Foi introduzida também uma segunda mudança no cálculo do superávit da União, passando a se considerar como parte desse os gastos com o Programa de Aceleração do Crescimento – PAC no lugar do Projeto Piloto de Investimento (PPI). Essa mudança não apresenta uma redução significativa do superávit, mas é conceitualmente importante, pois os investimentos constantes no PPI tinham que obedecer o critério mercadológico de produzir ganhos imediatos no curto prazo, enquanto que os projetos do PAC obedecem também a outros critérios estratégicos de longo prazo.
Segundo a LDO 2010, para o próximo ano, apesar da queda da arrecadação relativa decorrente do menor crescimento previsto para o próximo ano e da renúncia de receita dos vários benefícios tributários anticrise, a União terá que fazer R$ 72,6 bilhões em superávit, dos quais até R$ 22,5 bilhões em investimentos predeterminados do PAC. Esse valor do PAC foi aumentado durante a tramitação da proposta.

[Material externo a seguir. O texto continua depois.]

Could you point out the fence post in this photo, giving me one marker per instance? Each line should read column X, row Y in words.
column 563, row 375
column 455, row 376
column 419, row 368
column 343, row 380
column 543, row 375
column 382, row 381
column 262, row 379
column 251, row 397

Os estados e municípios, que também padecem com os efeitos da crise, terão como meta R$ 32,1 bilhões. Esse montante poderá ser reduzido em R$ 1,7 bilhão, mediante compensação com um superávit maior da União. As empresas estatais federais, exceto a Petrobras, ficarão responsabilizadas por produzir R$ 6,7 bilhões de superávit, o que faz com que esse encargo recaia principalmente sobre as hidroelétricas de Itaipu Binacional e do Grupo Eletrobrás.
Os avanços alcançados
Apesar de todos os problemas, a proposta saiu do Congresso melhorada. Houve um aumento da margem de investimentos que poderão ser incluída como superávit – serão R$ 5 bilhões a mais pela troca do PPI pelo PAC – e a introdução de importantes determinações para as políticas das agências oficiais de fomento. Atendendo essa determinações, no BNDES, por exemplo, haverá linhas especiais para projetos do setor industrial que visem a substituição de importações, criando condições para a ampliar a nacionalização da produção, o emprego e a utilização da capacidade do parque industrial brasileiro, particularmente afetado pela queda da demanda externa. Essa emenda foi apresenta pelos parlamentares da bancada do PCdoB e pela Comissão de Desenvolvimento, Indústria e Comércio, presidida pelo Dep. Edmilson Valentim (PCdoB-RJ).
Também foram introduzidas medidas associadas aumentando a transparência dos gastos públicos. E o setor da saúde pôde comemorar uma vitória importante, que resultou em mais R$ 480 milhões para as ações de saúde no âmbito do SUS.
O cenário mais provável para o Brasil em 2010, é o da retomada do crescimento. Mas, passada a tormenta, restarão muitos dos efeitos da crise. Era de se esperar que uma importante lição emergisse e fosse assimilada: o importante e insubstituível papel desempenhado pelo Estado na economia. A livre ação dos mercados não basta para propiciar o bem estar da sociedade, vindo a ser, em muito momentos, até prejudicial, gerando custos fiscais e instabilidade. O governo tem que ampliar a sua capacidade de planejar, realizar investimentos, fiscalizar, desenvolver programas sociais, enfim, determinar e implementar um projeto de sociedade com desenvolvimento econômico, com justiça social pela valorização do trabalho. Essas tarefas poderão ainda ser prejudicadas com as metas de superávit constantes da LDO aprovada, que ainda são mais de acordo com um modelo de estado mínimo, baseado na financeirização da economia e na satisfação dos interesses de mercado.
Esse deve ser um importante debate para o próximo ano, quando, no processo eleitoral, a sociedade brasileira poderá reafirmar a sua vontade, num plebiscito contra o retorno das políticas neoliberais e dos seus principais mentores.